JpGU-AGU Joint Meeting 2017

Presentation information

[EE] Poster

M (Multidisciplinary and Interdisciplinary) » M-IS Intersection

[M-IS04] [EE] Interdisciplinary studies on pre-earthquake processes

Wed. May 24, 2017 5:15 PM - 6:30 PM Poster Hall (International Exhibition Hall HALL7)

[MIS04-P06] Co-seismic signatures observed by QuakeFinder systems during the 6 February 2016 M6.6 Meinong Earthquake in Taiwan

*Hsiao-Ching Chen1, TsungYu Wu1, Jann-Yenq Liu1, Chieh-Hung Chen2, Katsumi Hattori3, Tom Bleier4 (1.Institute of Space Science, National Central University, Taiwan, 2.Hubei Subsurface Multi-scale Imaging Key Laboratory, Institute of Geophysics and Geomatics, China University of Geosciences, Wuhan, Hubei, China, 3.Graduate School of Science, Chiba University, Chiba, Japan, 4.QuakeFinder, LLC, Palo Alto, California, USA)
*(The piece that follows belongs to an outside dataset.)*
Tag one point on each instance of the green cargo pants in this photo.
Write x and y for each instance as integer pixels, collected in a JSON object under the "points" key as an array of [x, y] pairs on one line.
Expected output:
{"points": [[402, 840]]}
Keywords:co-seismic signature, earthquake

At 03:57 local time (19:57 UTC) on 6 February 2016, an earthquake with a moment magnitude of 6.6 struck in the Meinong District of Kaohsiung in Taiwan. The earthquake struck at a depth of around 23 km. This comparatively shallow depth caused more intense reverberations on the surface, and resulted in widespread damage and 117 deaths. The earthquake is the deadliest earthquake in Taiwan since the 921 earthquake in 1999. In this paper, seismograms of the free field strong earthquake observation network published by Center Weather Bureau are used as a reference. Concurrent/co-located measurements of seismometer and QuakeFinder systems together with infrasound systems are employed to study seismic waves and disturbances in the neutral atmosphere near the Earth’s surface of the Meinong Earthquake. Each QuakeFinder system consists of a 3-axes induction magnetometer, an air conductivity sensor, a geophone, and temperature/relative humidity sensors. There are no obvious charges in the positive/negative ions, the temperature, and the humidity, while the magnetometer, the geophone, and infrasound data show clear co-seismic signatures, similar to seismic waves recorded by seismograms. The magnetometers register high-frequency pulsations, like seismic waves and superimpose with low-frequency variations, which could be caused by the magnetometer tilting and the underground water level change, respectively, during the arrival of seismic waves. The overall power spectrum of the geophones is similar to that of the seismometers, and however, the geophone (also magnetometer) power yields an exponential decay to the distance to the epicenter, while the seismic wave power is inversely proportional to the square of the distance. This suggests that the mechanisms detecting seismic waves of the QuakeFinder system and seismometers are different. In general, the geophone and magnetometer/infrasound system are useful to record high- and low-frequency seismic waves, respectively. Finally, some latest progresses in pre-earthquake signals probed by QuakeFinder systems in Taiwan are reported.